The entry into force of the BBNJ treaty (if and when it happens) will make its provisions binding on states parties. Non-parties and non-state actors will not be bound. Yet the purpose of the BBNJ treaty is to regulate all activities conducted in ABNJ, and most maritime activities are conducted nowadays by companies, and not by states. States parties will need to transpose the treaty into their domestic laws, before the treaty can become binding on companies and other non-state actors. Some international bodies like the International Maritime Organization may also revisit their regulations to account for the new BBNJ treaty.
The treaty requires that states apply the new BBNJ environmental safeguards to activities “within their jurisdiction or control” in ABNJ. The jurisdictional focus is on the activities, and not on the persons conducting them. As a result, states parties will need to ensure that high seas activities falling within their jurisdiction or control comply with the new requirements of (inter alia) environmental impact assessments, area-based management tools and marine protected areas under the BBNJ treaty. However, the treaty does not define the concept of jurisdiction or control. Nor was this concept discussed in any substantive manner at the IGC.
The only state that appeared to focus on this issue was the Vatican. The Vatican emphasized at the IGC that it would be difficult to determine which state has jurisdiction or control over activities conducted by multinational companies in ABNJ, and the Vatican proposed to use the concept of “center of main interest” to make that determination. Other states showed no interest in that proposal. Therefore, the draft BBNJ treaty does not shed any light on the meaning of the expression “jurisdiction or control” which is copied from Part XII of UNCLOS on the protection and preservation of the marine environment.

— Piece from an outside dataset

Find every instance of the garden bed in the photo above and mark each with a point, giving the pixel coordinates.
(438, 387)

This expression can also be found in other environmental treaties and declarations adopted by states since the 1970s, in the context of the no-harm principle. It is well established under international environmental law that states have to avoid that activities conducted under their jurisdiction or control cause harm to the environment outside their jurisdiction. However, there is little guidance on what it means for a state to exercise jurisdiction or control over an activity conducted in the high seas.
For some activities, the answer is relatively straightforward. The flag state of a vessel is expected to assert jurisdiction over that vessel’s shipping activities in ABNJ. The sponsoring state of a deep seabed mining project is expected to assert jurisdiction over the relevant exploration and exploitation activities. However, for other activities, the answer is far from clear. For example, there is a growing number of remotely operated, unmanned underwater vehicles that operate in ever-deeper waters in ABNJ. They are not flagged with any state, and do not always have a mother ship. There are also about 550 international subsea cable systems, which land in multiple coastal states, are not registered in any state, and are generally owned by multinational companies or consortia of international companies. These companies use ships flagged in various states to survey the cable routes and lay and maintain the cables. It is possible that several states will seek to simultaneously exercise jurisdiction or control over such activities in ABNJ under the BBNJ treaty. It is also possible that states will have difficulties enforcing the treaty on these activities due to the lack of clear jurisdictional link. The new bodies created by the BBNJ treaty may weigh in on these implementation questions—and in particular, the conference of parties, the scientific and technical body, and the implementation and compliance committee.
It is in the best interest of the companies that operate in the high seas to start preparing to face the new obligations and jurisdictional and legal issues that are likely to arise—especially in the sectors as to which the application of the treaty is not straightforward. They may choose to obtain expert legal advice, and to approach their regulators to discuss the BBNJ implementation process.